Senti-me, na semana que passou, arrebatada por esse sentimento de impotência de quem “já partiu ou morreu”, que torna cada vez mais distante de nós o “espírito da utopia” de que falava o filósofo alemão Ernst Bloch, um dos ícones daquele ano “que não acabou”, como diz Zuenir Ventura. E me pergunto: o que nos aguarda no próximo ano?

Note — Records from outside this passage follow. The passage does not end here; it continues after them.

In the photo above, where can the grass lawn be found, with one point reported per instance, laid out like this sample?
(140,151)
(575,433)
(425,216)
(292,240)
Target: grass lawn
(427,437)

O último petardo norte-coreano a sobrevoar a ilha japonesa de Hokaido indica que podemos estar no limiar de uma catástrofe nuclear de dimensões indizíveis. O inexplicável silêncio da ministra das Relações Exteriores birmanesa, Aung San Suu Kyi, notável militante dos direitos humanos e, por isso, laureada com o prêmio Nobel da Paz de 1991, hoje omissa frente à limpeza étnica dos rohingyas, promovida pelas Forças Armadas de seu país, nos leva a não acreditar que pessoas de bem possam se tornar bons governantes. Na Itália, o Ministério Público (que, um dia, promoveu a operação Mãos Limpas) propõe criminalizar ativistas que, à revelia das autoridades, buscam socorrer refugiados africanos nas costas da Líbia. O furacão Irma passa pelo Caribe e pela Flórida, deixando um rastro de destruição, e estúpidos ainda desdenham de pesquisadores que nos advertem sobre os desastres climáticos provocados pelo aquecimento global. O desemprego estrutural e a precarização do trabalho campeiam mundo afora, no mesmo ritmo de suas óbvias e inevitáveis consequências: violência social, terrorismo e fascismo. É incrível que palavras como “racismo”, “estupro” e “escravidão” ainda estejam em nossas agendas.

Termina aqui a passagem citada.